То было злое предвещанье…
Действительно, перед Демоном тотчас же открыто выступил защитником невинности – ангел. Демон идет «любить готовый, с душой, открытой для добра» – и вдруг эта непонятная сила, почему-то воспрещающая радость, называющая радость злом!
Зло не дышало здесь поныне!К моей любви, к моей святынеНе пролагай преступный след!
Тогда в душе Демона проснулся «старинной ненависти яд» к посланнику этой странной силы.
«Она моя! – сказал он грозно, —Оставь ее! Она моя,Явился ты, защитник, поздно,И ей, как мне, ты не судья!На сердце, полное гордыни,Я наложил печать мою;Здесь больше нет твоей святыни,Здесь я владею и люблю!»И ангел грустными очамиНа жертву бедную взглянулИ, медленно взмахнув крылами,В эфире неба потонул…
Ангел уступил без боя.
Следует дивная сцена объяснения в любви. Затем поцелуй – и смерть Тамары; перед смертью она вскрикнула; в этом крике было все —
…любовь, страданье,Упрек с последнею мольбой,И безнадежное прощанье,Прощанье с жизнью молодой…
Ангел уносит ее душу. Демон, у которого «веяло хладом от неподвижного лица», останавливает его: «она моя», но ангел на этот раз не уступает:
Ее душа была из тех,Которых жизнь – одно мгновеньеНевыносимого мученья,Недосягаемых утех;Творец из лучшего эфираСоткал живые струны их,Они не созданы для мира,И мир был создан не для них!Ценой жестокой искупилаОна сомнения свои…Она страдала и любила —И рай открылся для любви!
А между тем на лице Тамары в гробу
Улыбка странная застыла:Что в ней? Насмешка ль над судьбой,Непобедимое ль сомненье,Иль к жизни хладное презренье,Иль с небом гордая вражда?..[14]
И Демон остался
Один, как прежде, во вселеннойБез упованья и любви!..
IV
Каждый возраст, как известно, имеет своих поэтов, и «Демон» Лермонтова будет вечною поэмою для возраста первоначальной отроческой любви.
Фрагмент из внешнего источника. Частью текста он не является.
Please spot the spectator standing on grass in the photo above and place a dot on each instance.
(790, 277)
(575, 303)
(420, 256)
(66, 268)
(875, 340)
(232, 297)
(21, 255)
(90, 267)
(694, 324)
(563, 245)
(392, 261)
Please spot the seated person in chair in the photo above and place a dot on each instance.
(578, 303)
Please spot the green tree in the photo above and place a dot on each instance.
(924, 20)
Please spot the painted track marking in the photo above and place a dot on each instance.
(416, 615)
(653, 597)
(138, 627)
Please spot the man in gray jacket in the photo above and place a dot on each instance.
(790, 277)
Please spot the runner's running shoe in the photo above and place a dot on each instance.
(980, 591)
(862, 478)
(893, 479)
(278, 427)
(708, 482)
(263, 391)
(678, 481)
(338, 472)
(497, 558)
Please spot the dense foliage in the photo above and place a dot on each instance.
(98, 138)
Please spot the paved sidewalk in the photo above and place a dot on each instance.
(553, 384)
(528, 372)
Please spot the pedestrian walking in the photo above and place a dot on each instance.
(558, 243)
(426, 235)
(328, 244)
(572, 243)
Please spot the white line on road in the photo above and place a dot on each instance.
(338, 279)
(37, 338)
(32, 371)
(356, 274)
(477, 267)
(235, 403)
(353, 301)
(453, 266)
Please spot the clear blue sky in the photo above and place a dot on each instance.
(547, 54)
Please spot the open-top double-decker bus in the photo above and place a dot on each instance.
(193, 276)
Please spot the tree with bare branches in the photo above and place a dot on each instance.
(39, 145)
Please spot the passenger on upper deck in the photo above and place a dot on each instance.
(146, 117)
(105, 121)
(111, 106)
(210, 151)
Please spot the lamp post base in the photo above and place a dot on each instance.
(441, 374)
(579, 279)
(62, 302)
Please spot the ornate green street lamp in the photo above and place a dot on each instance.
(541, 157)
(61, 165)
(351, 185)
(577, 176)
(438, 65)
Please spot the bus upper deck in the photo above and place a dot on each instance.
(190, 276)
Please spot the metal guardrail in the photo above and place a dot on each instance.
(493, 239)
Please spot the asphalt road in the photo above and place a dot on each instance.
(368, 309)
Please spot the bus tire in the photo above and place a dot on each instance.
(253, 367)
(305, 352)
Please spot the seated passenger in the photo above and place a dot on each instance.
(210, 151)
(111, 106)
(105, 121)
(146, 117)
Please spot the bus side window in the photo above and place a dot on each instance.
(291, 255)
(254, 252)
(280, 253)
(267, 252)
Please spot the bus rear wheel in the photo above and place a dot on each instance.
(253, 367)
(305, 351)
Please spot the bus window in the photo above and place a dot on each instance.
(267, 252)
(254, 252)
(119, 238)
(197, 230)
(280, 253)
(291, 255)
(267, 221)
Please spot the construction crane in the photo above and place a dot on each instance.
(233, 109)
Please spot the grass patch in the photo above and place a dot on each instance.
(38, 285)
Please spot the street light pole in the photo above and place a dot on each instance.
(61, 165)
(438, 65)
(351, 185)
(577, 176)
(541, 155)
Тамара и Демон, по красоте фантазии и страстной силе образов, представляют чету, превосходящую все влюбленные пары во всемирной поэзии. Возьмите другие четы, хотя бы, например, Ромео и Джульетту. В этой драме достаточно цинизма, а монологе Ромео под окном Джульетты вставлены такие мудреные комплименты насчет звезд и глаз, что их сразу и не поймешь. Наконец, перипетии оживания и отравления в двух гробах очень искусственны, слишком отзываются расчетом действовать на зрительную залу. Вообще, на юношество эта драма не действует. Любовь Гамлета к Офелии слишком элегична, почти бескровна; любовь Отелло и Дездемоны, напротив, слишком чувственна. Фауст любит Маргариту не совсем по-юношески; неподдельного экстаза, захватывающего сердце девушки, у него нет; Мефистофелю пришлось подсунуть ему бриллианты для подарка Маргарите – истинно стариковский соблазн. Да, Фауст любит, как подмоложенный старик. Здесь не любовь, а продажа невинности чертом старику. Между тем первая любовь есть состояние такое шалое, мечтательное, она сопровождается таким расцветом фантазии, что пара фантастическая потому именно и лучше, пышнее, ярче вбирает в себя все элементы этой зарождающейся любви.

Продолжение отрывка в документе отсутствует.